Beyond the forested green space of Woodland Park Zoo, other museums and zoos can have a similar impact on their community, especially for audiences in need of a recharge. Visitors already see us as spaces for a contemplative and restorative experience. Employing the Hope & Healing framework, organizations can build on this already restorative environment to create uplifting experiences for community members most in need.
The Hope & Healing framework has three key components: audience, assets, and approach. First, organizations should identify the target audience they are attempting to reach. Looking at your community, are there individuals with significant life challenges who face barriers to attending your institution and could benefit from an uplifting and restorative experience?
Once you have an idea of the audience you would like to serve, consider what assets you can offer potential community partners already serving these groups. What is unique to your institution that could be joyful for your intended audience? Do you already offer behind-the-scenes tours and experiences that can make someone smile? How can you make a pre-existing experience, such as a tour, private and tailored for a specific audience? What would your intended audience connect with?
With a general idea of what is possible at your institution, you can then begin building a relationship with community partners, reaching out to learn more about their populations’ needs and how you could work together to create an uplifting and healing experience for them.
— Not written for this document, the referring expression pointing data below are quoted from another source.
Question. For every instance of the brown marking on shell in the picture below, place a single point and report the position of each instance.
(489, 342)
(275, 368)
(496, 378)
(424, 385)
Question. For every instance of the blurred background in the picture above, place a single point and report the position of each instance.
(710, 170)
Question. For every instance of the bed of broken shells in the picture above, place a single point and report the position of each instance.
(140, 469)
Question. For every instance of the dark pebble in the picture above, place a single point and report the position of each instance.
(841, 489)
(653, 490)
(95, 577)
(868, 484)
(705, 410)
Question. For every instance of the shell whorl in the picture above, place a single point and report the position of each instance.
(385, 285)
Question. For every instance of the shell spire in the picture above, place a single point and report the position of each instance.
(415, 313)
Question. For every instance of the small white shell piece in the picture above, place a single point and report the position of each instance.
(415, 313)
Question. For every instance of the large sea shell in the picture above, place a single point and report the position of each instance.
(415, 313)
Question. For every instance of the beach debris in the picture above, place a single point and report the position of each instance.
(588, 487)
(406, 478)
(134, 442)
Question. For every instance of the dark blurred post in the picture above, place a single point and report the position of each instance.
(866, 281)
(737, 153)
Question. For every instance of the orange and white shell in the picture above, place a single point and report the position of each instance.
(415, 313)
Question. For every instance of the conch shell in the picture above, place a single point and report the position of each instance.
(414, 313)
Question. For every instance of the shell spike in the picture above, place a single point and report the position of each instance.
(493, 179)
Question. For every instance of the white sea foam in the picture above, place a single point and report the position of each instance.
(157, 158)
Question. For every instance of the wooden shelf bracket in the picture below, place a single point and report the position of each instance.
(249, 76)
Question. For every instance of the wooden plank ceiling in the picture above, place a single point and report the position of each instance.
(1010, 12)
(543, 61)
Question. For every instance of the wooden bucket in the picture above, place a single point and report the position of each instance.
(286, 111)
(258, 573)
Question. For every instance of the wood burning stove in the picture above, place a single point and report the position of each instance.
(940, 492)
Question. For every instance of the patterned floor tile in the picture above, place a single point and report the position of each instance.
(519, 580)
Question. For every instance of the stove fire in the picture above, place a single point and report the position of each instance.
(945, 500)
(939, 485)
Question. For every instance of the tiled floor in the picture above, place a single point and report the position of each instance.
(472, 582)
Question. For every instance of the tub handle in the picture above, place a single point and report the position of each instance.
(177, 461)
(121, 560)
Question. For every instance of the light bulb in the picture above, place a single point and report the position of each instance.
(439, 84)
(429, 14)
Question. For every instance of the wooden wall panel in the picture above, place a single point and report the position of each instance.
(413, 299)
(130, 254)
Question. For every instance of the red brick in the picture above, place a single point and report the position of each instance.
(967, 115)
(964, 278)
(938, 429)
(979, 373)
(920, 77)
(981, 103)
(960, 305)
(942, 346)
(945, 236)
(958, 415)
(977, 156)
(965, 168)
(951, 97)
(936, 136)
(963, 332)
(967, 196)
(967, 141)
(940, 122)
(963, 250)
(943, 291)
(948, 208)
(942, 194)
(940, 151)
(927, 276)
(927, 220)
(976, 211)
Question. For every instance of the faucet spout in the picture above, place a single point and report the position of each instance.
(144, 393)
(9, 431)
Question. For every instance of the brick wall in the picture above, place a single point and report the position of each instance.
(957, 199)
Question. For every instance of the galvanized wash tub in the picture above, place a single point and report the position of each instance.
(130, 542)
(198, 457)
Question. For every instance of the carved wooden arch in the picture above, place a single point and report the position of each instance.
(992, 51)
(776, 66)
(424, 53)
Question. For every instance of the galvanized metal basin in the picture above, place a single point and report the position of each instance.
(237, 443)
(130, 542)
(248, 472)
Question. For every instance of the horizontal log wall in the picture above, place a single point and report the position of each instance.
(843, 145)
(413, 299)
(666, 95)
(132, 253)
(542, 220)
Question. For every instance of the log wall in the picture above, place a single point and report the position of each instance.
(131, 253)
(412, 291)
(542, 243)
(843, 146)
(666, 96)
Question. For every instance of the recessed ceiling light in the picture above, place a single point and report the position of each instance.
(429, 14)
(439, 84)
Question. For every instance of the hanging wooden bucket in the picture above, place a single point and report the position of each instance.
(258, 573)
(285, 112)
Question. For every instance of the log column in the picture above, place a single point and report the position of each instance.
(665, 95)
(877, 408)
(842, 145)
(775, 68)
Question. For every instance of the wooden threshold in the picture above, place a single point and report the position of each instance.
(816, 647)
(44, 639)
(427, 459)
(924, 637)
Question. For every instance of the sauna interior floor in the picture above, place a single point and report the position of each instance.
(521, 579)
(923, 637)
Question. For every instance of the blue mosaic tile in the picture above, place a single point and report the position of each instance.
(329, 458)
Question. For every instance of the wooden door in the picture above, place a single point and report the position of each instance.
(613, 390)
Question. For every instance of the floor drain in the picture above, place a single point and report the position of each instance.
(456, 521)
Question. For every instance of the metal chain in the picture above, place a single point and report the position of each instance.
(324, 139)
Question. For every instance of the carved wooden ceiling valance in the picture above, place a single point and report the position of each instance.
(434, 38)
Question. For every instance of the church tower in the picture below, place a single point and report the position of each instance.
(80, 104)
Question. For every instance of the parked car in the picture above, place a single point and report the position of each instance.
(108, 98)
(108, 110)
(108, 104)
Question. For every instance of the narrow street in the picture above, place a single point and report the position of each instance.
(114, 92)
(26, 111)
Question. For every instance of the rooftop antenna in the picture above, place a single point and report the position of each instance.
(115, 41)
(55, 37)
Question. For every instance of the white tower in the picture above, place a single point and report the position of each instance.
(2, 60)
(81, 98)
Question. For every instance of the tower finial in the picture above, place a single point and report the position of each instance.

Consider what accessibility accommodations should be made, such as welcoming an immunocompromised individual before you open to the public.
If your institution makes the space for an offering like Hope & Healing, you will positively impact not only your community but your staff. Personally, Hope & Healing has brought me a level of personal fulfillment that I had not experienced in my other roles in the nonprofit field. Seeing a child’s face light up when given the chance to name a penguin—and how special that moment was for the child’s care team as well—is one memory I’ll cherish for life.
SIDEBAR
Measuring Our Success
We have many anecdotes about the uplifting experiences we offer through Hope & Healing, but due to the sensitivity of the populations we serve, we are careful about the data we collect and our evaluation methods. These experiences are meant to be joyful and uplifting, and we do not want to take away from the positivity by creating a burden of answering questions and participating in surveys afterward. Therefore, we primarily rely on internal staff observations and informal and survey feedback from the partner organization. We are always listening to our partners’ needs and evolving these experiences to best serve their constituencies.
The need for Hope & Healing in our community surpasses the capacity of our team of two. Fortunately, by maximizing available resources without incurring additional costs, we have encountered minimal financial barriers to implementation. Instead, this work has attracted additional financial support, enabling us to enhance accessibility for our participants by, for example, providing language interpreters and upgrading technology for our Zoom experiences.